First of all, the Gospels themselves attest that the Resurrection occurred (or, at any rate, was discovered) on the “first day of the week”:
Now after the Sabbath, toward the dawn of the first day of the week, Mary Magdalene and the other Mary went to see the tomb (Mt 28:1).
When the Sabbath was past, Mary Magdalene, Mary the mother of James, and Salome bought spices, so that they might go and anoint him (Mk 16:1).
But on the first day of the week, at early dawn, they went to the tomb, taking the spices they had prepared. (Lk 24:1).
The Sabbath is our Saturday, and it was considered the last, or seventh, day of the week. (See Gen. 2:2.) Therefore, the “first day of the week,” when the Resurrection is reported to have taken place, is the next day, our Sunday.
Secondly, the Jews, then as now, reckoned their days from sundown to sundown, rather than from midnight to midnight (as the O.P. points out). (For this, see Lev. 23:32, as well as “The Time of the Crucifixion and the Resurrection”.)
Finally, when computing time, the Israelites generally would count any part of a day as a full day, even if that part was very small. (Among many examples of this way of reckoning, the Jewish way of saying “a week later” was to say “in eight days,” as, for example with regard to circumcision “on the eighth day.” See Gen. 17:12; Lev. 12:3; Lk. 1:59 and 2:21.)

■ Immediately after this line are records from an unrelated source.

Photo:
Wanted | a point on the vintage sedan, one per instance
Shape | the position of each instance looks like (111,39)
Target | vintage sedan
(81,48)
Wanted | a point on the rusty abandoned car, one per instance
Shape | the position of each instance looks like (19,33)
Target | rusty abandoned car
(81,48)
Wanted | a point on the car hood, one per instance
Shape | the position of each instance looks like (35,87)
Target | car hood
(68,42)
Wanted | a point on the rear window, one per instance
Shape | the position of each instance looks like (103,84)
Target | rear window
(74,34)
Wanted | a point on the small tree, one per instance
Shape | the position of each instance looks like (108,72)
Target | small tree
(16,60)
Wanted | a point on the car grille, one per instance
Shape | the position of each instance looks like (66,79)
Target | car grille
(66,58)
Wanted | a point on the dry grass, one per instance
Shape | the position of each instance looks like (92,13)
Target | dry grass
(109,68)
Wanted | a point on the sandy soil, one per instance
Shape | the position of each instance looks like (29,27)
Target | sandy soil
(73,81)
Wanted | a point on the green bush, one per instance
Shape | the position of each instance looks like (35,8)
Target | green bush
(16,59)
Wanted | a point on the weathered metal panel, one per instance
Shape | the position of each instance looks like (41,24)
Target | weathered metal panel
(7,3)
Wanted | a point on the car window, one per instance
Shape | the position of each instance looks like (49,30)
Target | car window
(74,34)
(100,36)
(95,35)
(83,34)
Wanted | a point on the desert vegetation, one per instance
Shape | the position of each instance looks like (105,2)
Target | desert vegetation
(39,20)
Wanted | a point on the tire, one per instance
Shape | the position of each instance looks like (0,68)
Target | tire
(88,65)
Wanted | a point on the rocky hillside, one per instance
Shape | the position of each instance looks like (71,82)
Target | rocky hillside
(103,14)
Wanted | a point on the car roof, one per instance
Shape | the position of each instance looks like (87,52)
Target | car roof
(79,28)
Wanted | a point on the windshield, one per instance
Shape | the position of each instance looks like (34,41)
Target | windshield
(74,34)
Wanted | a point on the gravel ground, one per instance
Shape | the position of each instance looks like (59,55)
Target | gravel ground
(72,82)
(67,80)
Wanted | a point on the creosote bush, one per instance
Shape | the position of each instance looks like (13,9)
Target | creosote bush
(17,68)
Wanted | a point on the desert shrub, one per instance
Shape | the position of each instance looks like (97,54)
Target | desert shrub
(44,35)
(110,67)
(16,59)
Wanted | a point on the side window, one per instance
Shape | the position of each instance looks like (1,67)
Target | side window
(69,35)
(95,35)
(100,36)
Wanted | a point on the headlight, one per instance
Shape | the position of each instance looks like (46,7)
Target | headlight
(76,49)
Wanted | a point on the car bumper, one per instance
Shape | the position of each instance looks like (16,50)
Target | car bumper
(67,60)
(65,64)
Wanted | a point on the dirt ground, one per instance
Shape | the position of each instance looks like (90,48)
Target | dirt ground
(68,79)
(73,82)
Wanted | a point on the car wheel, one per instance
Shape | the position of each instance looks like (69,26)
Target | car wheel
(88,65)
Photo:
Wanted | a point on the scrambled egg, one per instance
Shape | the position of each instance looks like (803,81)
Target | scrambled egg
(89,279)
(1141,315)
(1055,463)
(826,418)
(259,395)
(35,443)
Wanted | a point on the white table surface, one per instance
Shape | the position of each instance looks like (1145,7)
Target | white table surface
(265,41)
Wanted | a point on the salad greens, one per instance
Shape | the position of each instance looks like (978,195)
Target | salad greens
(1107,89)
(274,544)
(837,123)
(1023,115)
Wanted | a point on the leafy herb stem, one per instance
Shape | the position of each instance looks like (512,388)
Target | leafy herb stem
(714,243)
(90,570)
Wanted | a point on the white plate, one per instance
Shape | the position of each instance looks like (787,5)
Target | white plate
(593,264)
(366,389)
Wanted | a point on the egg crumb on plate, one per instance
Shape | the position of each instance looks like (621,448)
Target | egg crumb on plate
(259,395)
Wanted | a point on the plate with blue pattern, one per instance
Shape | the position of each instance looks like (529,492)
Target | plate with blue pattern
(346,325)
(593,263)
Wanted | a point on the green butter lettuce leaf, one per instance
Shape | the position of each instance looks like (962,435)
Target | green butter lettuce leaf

Hence, Jesus was crucified on the Parasceve (the Day of Preparation, or Friday) before sundown (see, e.g. John 19:14); he lay in the tomb through the entire Sabbath; and he rose early Sunday morning, as we saw above. That, in the Jewish reckoning, works out to three days.
In other words, where the O.P. lost count is that “day one” would actually be the few hours between Jesus’ death and burial and the beginning of the Sabbath on Friday evening.